The international consensus panel has defined tumor lysis syndrome based on the thresholds for serum uric acid, phosphate, potassium, and calcium, with at least two of the following required for diagnosis:
* Uric acid ≥ 8 mg/dL
* Potassium ≥ 6 mEq/L
* Phosphorus ≥ 2.10 mmol/L for children or ≥ 1.45 mmol/L for adults
* Calcium ≤ 1.75 mmol/L
Laboratory TLS is defined in the criteria as serum uric acid levels within normal limits, but serum phosphate and potassium levels exceeding the upper limit of normal. LTLS was also diagnosed when uric acid levels are above the upper limit of normal and either phosphate or potassium levels are above the upper limit of normal. An elevated uric acid, potassium and phosphate has previously been determined to be ≥476 μmol/l or ≥25% increase from baseline, ≥6.0 mmol/l or ≥25% increase from baseline and ≥2.1 mmol/l or ≥25% increase from baseline, respectively.
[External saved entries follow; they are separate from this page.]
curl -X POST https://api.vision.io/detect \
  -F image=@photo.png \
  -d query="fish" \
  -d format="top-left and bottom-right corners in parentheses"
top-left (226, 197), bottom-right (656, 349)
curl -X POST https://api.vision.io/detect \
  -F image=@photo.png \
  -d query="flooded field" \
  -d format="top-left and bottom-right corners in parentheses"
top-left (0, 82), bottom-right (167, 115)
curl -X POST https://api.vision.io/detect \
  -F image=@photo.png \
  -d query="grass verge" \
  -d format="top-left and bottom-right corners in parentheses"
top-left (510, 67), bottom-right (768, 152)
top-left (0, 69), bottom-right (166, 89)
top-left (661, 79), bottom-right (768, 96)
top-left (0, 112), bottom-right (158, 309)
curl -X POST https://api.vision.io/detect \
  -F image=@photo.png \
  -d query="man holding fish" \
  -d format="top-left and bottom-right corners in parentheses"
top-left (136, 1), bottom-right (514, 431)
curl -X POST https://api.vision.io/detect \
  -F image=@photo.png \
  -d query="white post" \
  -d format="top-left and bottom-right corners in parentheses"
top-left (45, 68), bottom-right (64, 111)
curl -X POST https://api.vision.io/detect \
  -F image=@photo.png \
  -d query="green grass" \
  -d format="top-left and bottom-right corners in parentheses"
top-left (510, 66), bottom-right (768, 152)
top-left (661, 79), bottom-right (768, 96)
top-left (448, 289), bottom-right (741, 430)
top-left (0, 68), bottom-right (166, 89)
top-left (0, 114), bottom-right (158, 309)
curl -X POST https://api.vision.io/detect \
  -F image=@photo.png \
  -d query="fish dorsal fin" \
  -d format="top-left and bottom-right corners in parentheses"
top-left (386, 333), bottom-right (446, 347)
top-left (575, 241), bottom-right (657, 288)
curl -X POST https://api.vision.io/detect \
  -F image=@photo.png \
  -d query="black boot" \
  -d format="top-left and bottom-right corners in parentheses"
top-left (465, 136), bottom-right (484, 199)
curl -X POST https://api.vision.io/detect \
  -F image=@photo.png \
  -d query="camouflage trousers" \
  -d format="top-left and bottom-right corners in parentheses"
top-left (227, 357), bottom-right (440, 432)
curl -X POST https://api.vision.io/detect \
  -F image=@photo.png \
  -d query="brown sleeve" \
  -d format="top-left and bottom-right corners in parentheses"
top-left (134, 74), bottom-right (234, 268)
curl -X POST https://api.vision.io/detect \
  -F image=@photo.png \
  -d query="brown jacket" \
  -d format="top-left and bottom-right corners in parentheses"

During the time period when patients are at risk of developing LTLS, electrolyte and chemistry monitoring should be conducted at least every six hours or sooner, according to the panel's recommendations.
In addition, calcium levels are not included as a criterion for establishing LTLS because hypocalcaemia may not be considered a direct consequence of TLS and is associated with high phosphate levels in most cases. This model should not however be used in patients with preexisting high uric acid levels due to gout prior to the diagnosis of their malignancy.